Эту точку зрения больше всего разделяли члены левого крыла Сопротивления, которые поставляли союзникам большую часть разведданных, в особенности бойцы коммунистических ФТП. У них были все основания ненавидеть режим Виши – во время оккупации захваченных коммунистов расстреливали без суда и следствия. Они также считали, что пришло время для новой революции. Поэтому они пытались убедить американских офицеров, и нередко успешно, что все французские аристократы и буржуа – коллаборационисты. Исходя из своих убеждений, они не делали различия между теми, кто поддерживал Петена после разгрома 1940 г., и теми, кто активно служил немцам[261].
Задача отфильтровывания тысяч французов и француженок, арестованных за коллаборационизм летом 1944 г., оказалась настоящим испытанием для зарождающихся органов временного правительства де Голля. К осени число дел, требовавших рассмотрения, составило 300 000. В Нормандии арестованных свозили в лагерь у деревушки Сюлли близ Байе. Доставляли их сотрудники французской военной контрразведки, жандармерии, иногда американская военная полиция. Немало было и «перемещенных лиц»: русских, итальянцев, испанцев, – они пытались выжить, воруя продукты на фермах.
Формулировки обвинений против французских граждан были самыми разнообразными и нередко туманными. Они включали в себя «снабжение врага», «отношения с немцами», выдачу членов Сопротивления или десантников союзных войск, «антипатриотическую позицию во время оккупации», «прогерманскую деятельность», «предоставление гражданской одежды немецким солдатам», «мародерство» и даже «подозрительную с точки зрения государства деятельность». Почти любого, кто сталкивался с немцами при каких бы то ни было обстоятельствах, могли обвинить и арестовать.

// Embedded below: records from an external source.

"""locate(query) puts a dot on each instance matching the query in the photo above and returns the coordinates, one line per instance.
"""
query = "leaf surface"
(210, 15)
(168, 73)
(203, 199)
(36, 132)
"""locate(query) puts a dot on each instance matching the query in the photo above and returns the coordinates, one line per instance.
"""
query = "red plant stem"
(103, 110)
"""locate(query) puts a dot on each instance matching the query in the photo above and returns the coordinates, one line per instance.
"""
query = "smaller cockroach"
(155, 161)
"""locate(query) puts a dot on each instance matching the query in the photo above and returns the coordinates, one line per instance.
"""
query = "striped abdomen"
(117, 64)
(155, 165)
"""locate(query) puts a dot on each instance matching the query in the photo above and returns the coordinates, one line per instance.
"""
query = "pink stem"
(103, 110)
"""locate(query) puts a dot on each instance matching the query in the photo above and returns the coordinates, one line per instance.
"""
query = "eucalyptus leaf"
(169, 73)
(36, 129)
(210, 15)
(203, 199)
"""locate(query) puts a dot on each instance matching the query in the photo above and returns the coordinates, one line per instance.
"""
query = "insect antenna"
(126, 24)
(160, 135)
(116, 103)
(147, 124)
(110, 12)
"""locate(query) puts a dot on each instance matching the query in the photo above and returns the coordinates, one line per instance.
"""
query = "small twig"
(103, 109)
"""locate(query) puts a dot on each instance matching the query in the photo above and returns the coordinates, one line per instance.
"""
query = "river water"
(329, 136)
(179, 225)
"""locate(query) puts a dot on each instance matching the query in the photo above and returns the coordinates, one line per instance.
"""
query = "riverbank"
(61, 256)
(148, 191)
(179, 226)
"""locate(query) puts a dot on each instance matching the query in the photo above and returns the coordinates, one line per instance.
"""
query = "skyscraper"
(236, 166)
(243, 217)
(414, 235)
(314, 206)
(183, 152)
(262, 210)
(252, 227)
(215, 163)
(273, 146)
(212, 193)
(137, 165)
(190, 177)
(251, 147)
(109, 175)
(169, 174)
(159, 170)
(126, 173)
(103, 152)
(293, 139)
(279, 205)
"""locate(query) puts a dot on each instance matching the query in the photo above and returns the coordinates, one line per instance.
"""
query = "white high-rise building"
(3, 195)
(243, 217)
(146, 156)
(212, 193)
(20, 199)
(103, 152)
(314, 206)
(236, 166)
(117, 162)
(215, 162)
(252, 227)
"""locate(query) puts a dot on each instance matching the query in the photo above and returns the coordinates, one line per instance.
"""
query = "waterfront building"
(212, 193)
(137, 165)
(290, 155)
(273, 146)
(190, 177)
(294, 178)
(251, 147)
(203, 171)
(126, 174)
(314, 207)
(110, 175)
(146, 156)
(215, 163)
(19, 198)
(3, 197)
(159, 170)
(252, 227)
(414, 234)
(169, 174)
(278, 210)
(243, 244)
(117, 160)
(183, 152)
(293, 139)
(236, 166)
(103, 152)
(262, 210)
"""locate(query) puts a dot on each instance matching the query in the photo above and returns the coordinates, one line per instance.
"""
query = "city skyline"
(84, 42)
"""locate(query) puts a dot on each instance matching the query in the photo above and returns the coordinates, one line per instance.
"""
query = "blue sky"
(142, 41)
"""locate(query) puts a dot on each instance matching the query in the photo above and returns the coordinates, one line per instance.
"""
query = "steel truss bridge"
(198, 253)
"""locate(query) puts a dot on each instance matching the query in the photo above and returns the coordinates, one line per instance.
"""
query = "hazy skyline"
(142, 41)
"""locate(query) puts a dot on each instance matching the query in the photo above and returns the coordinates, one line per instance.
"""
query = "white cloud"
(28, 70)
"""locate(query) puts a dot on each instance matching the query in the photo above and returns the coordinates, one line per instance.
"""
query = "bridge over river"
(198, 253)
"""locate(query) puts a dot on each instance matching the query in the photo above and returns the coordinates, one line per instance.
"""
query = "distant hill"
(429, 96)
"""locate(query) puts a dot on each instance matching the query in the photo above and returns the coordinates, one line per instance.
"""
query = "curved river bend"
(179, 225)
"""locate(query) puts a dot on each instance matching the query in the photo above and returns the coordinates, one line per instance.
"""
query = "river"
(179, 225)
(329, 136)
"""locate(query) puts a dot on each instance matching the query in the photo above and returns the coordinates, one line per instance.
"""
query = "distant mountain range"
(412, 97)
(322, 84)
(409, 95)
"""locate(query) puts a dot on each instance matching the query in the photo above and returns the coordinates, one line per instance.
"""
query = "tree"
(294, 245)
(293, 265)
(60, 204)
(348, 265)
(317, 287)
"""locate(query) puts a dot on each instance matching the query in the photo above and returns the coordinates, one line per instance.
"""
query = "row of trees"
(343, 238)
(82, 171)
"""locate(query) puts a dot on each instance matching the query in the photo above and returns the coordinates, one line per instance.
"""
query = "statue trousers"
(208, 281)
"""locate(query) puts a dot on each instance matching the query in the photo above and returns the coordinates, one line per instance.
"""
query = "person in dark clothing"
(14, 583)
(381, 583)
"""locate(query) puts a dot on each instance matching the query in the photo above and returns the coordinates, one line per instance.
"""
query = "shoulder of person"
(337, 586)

Напряженность между освободителями и освобожденными приводила к инцидентам разной степени серьезности. Наибольшее негодование вызывали дорожно-транспортные происшествия. В них страдал в основном домашний скот, но были и случаи смерти мирных жителей. Причиной был постоянный поток тяжелых грузовиков, двигавшихся на юг, чтобы доставить припасы сражавшимся там войскам союзников. Примером конфликтов иного рода стала ситуация, когда одна женщина увидела английского солдата, который угощал апельсином немецкого пленного. Она пришла в негодование: ведь французские дети никогда даже не пробовали апельсинов. С другой стороны, армейские повара всегда были добры к детям, округлившимися глазами глядевшим, как им отрезают куски белого хлеба, а он вызывал у них больший восторг, чем мармелад.
Историк Клод Кетель вспоминал, как был ошеломлен, когда, еще маленьким, впервые в жизни увидел среди шедших через Берньер-сюр-Мер канадцев темнокожего солдата. Маленький Клод не смог удержаться и спросил его, почему он черный. «Это потому, что я редко моюсь», – пошутил тот. Клод воспринял его слова буквально. Он хотел отплатить солдатам за их щедрость и побежал домой, стащил у матери драгоценный кусок мыла, потом помчался назад и успел протянуть мыло темнокожему солдату перед самым отъездом его подразделения. Увидев протягивающую мыло руку, солдаты покатились со смеху. Колонна уехала из города, а Клод остался горько рыдать в одиночестве.
Однако союзных солдат раздражали постоянные кражи местным населением их обмундирования и продовольствия. Французские власти деликатно называли это «самовольной реквизицией». Черный рынок, основным товаром на котором изначально были американские и английские сигареты, теперь торговал еще и краденым горючим, и автопокрышками. Но и солдаты союзников далеко не были невинными овечками в том, что касается краж. В Кане офицер отделения военной администрации писал, что «грабеж английскими солдатами магазинов и других зданий является серьезной проблемой, но пойманных нарушителей сурово наказывают». В хаосе войны многие солдаты, никогда ничего не кравшие у себя на родине, не могли удержаться от того, чтобы взять то, что, как им казалось, плохо лежит. «Наши солдаты мародерствовали, – писал Майлз Хилдъярд из штаба 7-й танковой дивизии. – Среди них было и двое военных полицейских, пойманных на краже имущества двух старых графинь в близлежащем замке». Даже английские офицеры обкрадывали дома, где их расквартировывали. Все больше французов отмечали, что «немцы вели себя гораздо приличнее».